A second baffler is why performers, experienced or not, would hit the stage without a firm grasp of their lines. Almost every cast member in Removed fumbled lines repeatedly, with James Savage Jr. (playing Doctor Cato) stubbing his toe on the name of his nurse virtually every time he said it. Even when battling poor direction, actors should be able to deliver their lines without stopping or backtracking.

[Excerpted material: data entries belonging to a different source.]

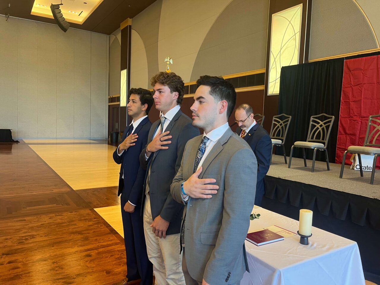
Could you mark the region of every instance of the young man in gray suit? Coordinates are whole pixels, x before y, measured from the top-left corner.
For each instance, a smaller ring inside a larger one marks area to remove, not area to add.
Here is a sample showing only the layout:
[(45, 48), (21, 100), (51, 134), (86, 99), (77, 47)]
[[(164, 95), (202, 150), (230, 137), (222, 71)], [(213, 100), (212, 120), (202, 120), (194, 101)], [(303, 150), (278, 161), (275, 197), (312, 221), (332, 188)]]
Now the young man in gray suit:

Then, of course, there is the overarching imponderable of why this hamhanded script was selected, since it features a supernaturally gifted death-sensing dog and inexplicable interchanges, such as this one between the doctor and his police-sergeant friend. Doc: "Manning thinks I'm as likely to kill him as to cure him." Cop: "Why does he keep coming to see you?" Doc: "He has confidence in me." At another time, the doctor is vexed by the complexities of modern medicine, bemoaning the fact that it's hard to know whether to prescribe Bufferin or aspirin. Huh? Indeed, this production is only a hair's breadth away from becoming an unwitting parody of a murder mystery. If only.

On the positive side, the set design by John Konopka is dandy, and there's some cool jazz between the scenes. Besides, if you don't think about what the title means, the ending might surprise you.